Sitting in the cool silence of the Elizabeth Morse Genius Reading Room of the Research Archives during the July heat wave, I can see a crowd of faculty, staff, and students. Joining them this month are visiting scholars from Austria, Egypt, Israel, and Italy, as well as colleagues from California, Colorado, Maryland, and Tennessee. All of them are here to work with the resources of the Research Archives: many of them come each summer. This is the second year they can work here in comfort.

We have made great progress this year with two important and related projects. Firstly, the reconfiguration of the collections is essentially complete. The map room on the upper level is in place and functional (with great strides having also been made towards the cataloging of the map collection [see the statistics below]). The pamphlet collection has been moved to the upper level and the quickly growing bibliography section (at the base of the stairway) is now established, while the monographs (in the new wing) and series (in the reading room) are now thoroughly sorted. Secondly, the winter months saw the successful completion of the raising of the matching funds for the renovation of the Morse Genius Reading Room. As a consequence of the diligent work of the Development Office staff and the generosity of donors we have exceeded the goal of $84,800.00, successfully meeting the challenge presented to us by the Elizabeth Morse and Elizabeth Morse Genius Charitable Trusts. Those trusts have matched our funds with $70,000 as promised. More than ninety donors contributed to the achievement of this goal, including many members of the scholarly community (many of whom are alumni). The response has been extraordinarily gratifying to me, and testifies to the esteem in which the Research Archives is held among those groups.

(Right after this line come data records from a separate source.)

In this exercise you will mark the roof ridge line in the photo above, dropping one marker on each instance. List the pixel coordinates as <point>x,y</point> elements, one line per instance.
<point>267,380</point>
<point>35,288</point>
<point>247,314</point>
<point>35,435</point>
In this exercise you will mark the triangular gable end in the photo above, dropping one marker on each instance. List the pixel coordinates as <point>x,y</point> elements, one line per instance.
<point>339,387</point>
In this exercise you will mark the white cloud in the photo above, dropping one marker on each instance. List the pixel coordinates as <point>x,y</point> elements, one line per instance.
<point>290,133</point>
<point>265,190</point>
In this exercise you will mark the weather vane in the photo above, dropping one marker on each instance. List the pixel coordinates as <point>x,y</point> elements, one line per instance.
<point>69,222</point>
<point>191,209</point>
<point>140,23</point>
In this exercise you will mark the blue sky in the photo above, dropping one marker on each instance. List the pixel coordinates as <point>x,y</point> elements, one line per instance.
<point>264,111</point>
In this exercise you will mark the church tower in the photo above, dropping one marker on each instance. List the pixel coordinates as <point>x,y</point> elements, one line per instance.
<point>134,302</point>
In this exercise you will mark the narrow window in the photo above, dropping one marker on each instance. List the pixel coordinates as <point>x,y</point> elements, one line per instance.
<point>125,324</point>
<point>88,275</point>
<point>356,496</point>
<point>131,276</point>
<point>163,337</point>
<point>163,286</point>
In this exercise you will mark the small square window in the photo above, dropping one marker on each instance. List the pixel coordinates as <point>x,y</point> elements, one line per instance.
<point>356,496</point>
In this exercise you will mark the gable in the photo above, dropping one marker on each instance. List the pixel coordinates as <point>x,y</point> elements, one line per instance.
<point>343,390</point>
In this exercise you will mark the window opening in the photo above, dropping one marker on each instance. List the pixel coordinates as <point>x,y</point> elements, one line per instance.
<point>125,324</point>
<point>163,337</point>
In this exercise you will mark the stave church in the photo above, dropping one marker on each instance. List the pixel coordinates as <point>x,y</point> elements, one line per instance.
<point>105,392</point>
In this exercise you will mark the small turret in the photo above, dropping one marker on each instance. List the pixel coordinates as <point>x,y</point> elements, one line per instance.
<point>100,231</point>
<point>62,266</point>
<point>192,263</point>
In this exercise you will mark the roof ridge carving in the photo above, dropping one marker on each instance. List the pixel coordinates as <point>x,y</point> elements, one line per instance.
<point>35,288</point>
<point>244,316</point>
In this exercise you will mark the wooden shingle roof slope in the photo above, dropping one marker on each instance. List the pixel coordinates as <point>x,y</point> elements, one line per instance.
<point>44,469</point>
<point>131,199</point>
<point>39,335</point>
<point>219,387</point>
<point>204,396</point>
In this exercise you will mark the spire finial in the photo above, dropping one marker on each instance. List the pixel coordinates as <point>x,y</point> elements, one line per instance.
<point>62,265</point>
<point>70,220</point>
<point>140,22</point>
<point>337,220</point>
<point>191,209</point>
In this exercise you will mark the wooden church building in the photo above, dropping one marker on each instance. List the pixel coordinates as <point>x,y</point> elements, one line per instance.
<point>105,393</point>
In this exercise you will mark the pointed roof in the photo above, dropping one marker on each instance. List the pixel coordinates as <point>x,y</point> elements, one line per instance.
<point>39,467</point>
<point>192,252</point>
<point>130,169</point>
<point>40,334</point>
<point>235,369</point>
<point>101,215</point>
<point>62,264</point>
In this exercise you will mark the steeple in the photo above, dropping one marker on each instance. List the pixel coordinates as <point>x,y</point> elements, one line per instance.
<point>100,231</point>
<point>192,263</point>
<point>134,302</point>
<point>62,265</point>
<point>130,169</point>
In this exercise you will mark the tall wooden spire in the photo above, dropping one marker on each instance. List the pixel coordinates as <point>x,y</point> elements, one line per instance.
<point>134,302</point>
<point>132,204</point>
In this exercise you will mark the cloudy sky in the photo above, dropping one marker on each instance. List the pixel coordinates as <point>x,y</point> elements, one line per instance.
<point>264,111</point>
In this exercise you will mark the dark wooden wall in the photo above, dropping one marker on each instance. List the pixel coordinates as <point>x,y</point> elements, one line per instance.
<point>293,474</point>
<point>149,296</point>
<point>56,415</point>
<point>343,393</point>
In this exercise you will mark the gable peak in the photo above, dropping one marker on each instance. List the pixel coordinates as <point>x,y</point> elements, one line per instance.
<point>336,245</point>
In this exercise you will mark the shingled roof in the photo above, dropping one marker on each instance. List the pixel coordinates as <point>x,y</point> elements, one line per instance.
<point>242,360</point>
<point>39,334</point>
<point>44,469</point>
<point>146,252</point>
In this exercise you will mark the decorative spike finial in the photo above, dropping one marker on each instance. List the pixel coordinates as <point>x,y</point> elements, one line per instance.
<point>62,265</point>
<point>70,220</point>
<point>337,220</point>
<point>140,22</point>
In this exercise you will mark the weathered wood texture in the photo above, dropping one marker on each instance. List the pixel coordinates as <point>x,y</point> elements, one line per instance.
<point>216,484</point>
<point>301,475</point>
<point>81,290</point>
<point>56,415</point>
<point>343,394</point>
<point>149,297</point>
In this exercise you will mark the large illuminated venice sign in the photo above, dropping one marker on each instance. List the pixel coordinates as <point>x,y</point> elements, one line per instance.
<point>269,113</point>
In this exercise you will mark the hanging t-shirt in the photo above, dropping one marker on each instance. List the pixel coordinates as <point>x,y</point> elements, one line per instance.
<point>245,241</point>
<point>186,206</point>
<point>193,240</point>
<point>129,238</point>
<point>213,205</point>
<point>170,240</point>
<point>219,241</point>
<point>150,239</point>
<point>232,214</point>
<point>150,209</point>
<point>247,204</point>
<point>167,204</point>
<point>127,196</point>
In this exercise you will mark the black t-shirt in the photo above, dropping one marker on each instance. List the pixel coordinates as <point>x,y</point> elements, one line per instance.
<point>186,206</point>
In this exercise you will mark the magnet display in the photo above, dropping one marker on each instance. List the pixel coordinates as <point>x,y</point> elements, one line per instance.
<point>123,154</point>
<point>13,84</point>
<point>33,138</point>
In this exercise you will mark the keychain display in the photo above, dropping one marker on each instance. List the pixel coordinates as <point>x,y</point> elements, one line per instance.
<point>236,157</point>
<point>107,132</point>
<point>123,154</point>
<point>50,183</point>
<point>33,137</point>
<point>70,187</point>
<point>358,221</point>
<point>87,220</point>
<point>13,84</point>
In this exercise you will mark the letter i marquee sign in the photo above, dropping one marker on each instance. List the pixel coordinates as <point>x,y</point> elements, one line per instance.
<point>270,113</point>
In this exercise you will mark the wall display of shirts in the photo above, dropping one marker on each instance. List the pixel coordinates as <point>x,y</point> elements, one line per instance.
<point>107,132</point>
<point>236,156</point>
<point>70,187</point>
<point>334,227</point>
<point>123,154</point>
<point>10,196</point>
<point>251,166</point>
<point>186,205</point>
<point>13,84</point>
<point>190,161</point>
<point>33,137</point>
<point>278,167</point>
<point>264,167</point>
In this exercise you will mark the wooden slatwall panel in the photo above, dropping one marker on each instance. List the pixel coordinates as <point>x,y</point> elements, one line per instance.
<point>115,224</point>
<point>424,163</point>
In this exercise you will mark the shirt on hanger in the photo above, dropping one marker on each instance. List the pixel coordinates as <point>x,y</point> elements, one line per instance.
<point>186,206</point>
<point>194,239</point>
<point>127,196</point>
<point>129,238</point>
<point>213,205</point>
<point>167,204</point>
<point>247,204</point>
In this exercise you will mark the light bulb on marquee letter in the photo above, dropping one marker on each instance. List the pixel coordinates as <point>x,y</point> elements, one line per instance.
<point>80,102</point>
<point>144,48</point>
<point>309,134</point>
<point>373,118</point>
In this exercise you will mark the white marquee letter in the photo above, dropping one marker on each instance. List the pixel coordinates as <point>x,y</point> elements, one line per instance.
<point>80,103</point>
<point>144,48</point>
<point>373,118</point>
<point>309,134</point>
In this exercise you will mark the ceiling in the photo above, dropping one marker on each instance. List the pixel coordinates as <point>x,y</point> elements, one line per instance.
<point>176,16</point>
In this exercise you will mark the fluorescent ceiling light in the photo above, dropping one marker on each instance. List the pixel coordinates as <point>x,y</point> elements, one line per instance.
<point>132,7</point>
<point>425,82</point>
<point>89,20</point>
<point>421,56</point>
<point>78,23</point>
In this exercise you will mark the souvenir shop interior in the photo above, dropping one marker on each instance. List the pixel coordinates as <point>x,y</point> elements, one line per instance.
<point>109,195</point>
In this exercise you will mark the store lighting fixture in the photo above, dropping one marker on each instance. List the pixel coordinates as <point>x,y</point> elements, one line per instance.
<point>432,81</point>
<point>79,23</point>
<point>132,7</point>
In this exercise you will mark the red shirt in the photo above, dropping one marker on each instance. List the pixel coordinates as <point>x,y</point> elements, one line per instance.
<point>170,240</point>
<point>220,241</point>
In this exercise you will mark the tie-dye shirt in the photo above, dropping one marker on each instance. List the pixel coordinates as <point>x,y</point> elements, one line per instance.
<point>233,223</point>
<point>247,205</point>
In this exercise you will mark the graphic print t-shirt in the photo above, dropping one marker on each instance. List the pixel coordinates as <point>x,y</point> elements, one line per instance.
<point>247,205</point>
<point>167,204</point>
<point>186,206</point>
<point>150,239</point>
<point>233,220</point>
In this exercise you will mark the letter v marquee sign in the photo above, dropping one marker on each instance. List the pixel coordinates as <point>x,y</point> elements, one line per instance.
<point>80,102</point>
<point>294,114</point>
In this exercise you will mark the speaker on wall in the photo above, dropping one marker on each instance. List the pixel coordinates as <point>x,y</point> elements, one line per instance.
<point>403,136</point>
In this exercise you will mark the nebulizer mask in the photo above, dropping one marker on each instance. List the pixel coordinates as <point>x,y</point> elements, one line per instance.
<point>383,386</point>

At the time of writing we are now nearly ready to begin work on the project, and fully expect to have the construction complete by the end of September in time for the beginning of the Autumn Quarter. The plans for the project include replacement of the original lighting in the reading room, establishment of power and internet connections at each of the tables in the reading room, and replacement of the cork flooring. Once these improvements are complete, the library will again be "the most beautiful room in the building."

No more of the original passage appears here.